Giuliani had been one of Trump’s most stalwart defenders during the campaign, and his name was pushed particularly hard by Trump allies such as former House speaker Newt Gingrich.

But Trump became increasingly concerned about the 72-year-old Giuliani’s fitness for the job. Trump confided to friends that he thought that Giuliani, two decades removed from his heyday running New York, was past his prime and might not have the stamina or discipline to travel the globe and negotiate delicate matters.

“He was hearing a lot of concerns about Rudy,” one Trump friend said, speaking on the condition of anonymity.
Stamina! You'll recall that Trump said Hillary Clinton lacked "stamina" five times in less than a minute in their first debate:



We know it's been a longtime obsession of Trump's:
In his 2009 book “Think Like a Champion,” he called “positive stamina” a “necessary ingredient for success.” His Twitter feed is, accordingly, a constant stamina-evaluation zone: He has rated the vitality not only of Clinton (“zero imagination and even less stamina”) but also of Joan Rivers (“truly amazing stamina”), the world’s “many losers and haters” (“never have the brains or stamina to become truly successful”) and, of course, himself (“one of my greatest assets”).
So is this a reference to anything specific in Giuliani's case? The New York Daily News has a theory:
... the former mayor, who aggressively campaigned for and defended Trump throughout the tumultuous 2016 race, did indeed face a handful of embarrassing incidents over the course of the trail indicating he might have lost a step.

In August, he appeared on ABC's "This Week" program with a giant bump on his forehead as he rambled on about Hillary Clinton's shortcomings.

He didn't address the wound during the interview but later told the Daily News that he had fallen in the shower after getting a cramp in his leg.

A rep for Giuliani later told The News that he'd hurt himself when he "got up in the middle of the night to use facilities and banged into bathroom door."
Here's some video of that appearance:



That's a nasty bump, Rudy. And you got it from ... falling in the shower after getting a leg cramp? Banging into a bathroom door at night? Which was it?

We're told later in the Post story that Giuliani's fall from grace in Trump World was partly the result of his refusal to take a job other than secretary of state -- homeland security secretary, say, or attorney general.
“He got out too far in front of Trump,” [a] Trump associate said. “He became the star. Trump doesn’t like more than one star. . . . When you give an ultimatum that ‘I will only take one position,’ it doesn’t work.”
But ... stamina. That was apparently why he lost the State job. If it weren't for that one slip in the loo, we could have had this guy as America's top diplomat:

2 comments:

Belvoir said...

Jesus, that really is a nasty bump on Giuliani, it's huge and he looks like a Klingon, or a unicorn about to sprout a horn.

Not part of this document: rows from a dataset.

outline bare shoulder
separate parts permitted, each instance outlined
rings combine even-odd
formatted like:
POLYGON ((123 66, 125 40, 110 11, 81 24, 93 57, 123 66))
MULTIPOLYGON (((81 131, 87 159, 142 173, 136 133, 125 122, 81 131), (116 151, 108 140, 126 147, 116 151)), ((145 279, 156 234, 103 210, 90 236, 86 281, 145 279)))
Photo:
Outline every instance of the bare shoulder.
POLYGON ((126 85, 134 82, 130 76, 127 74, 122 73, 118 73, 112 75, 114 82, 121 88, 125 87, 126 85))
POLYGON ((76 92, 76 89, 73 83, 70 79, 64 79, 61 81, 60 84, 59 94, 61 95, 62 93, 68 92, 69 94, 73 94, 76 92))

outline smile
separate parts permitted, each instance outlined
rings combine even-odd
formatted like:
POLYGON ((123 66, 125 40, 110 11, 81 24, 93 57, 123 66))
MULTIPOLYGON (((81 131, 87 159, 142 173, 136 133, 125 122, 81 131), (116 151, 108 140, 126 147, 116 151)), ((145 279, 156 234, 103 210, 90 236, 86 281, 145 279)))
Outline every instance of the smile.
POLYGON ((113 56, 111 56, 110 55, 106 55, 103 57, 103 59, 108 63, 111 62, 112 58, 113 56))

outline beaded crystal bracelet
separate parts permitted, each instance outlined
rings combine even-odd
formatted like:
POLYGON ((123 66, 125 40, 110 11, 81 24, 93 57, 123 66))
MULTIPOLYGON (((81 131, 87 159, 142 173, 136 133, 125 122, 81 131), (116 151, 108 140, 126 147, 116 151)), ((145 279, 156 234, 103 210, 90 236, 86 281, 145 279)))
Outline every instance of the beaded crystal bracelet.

Left unsaid here is that it's also pretty clear Giuliani is slipping into a particularly nasty form of senile dementia. I'm not saying this to try and be funny, the symptoms are really alarmingly present. As a New Yorker, I've known of Giuliani for about 35 years (same as I've known of Trump).Got to know his character somewhat after many years.

The person he has presented himself as on TV seems damaged, nasty, and unhinged in a striking way that he was not before. I am happy he his being kept far, far from any appointment. Because he's lost it. I have sympathy for his family.

Ken_L said...

Well that was an anti-climax. I thought from the headline he'd crapped his pants at an official dinner or something.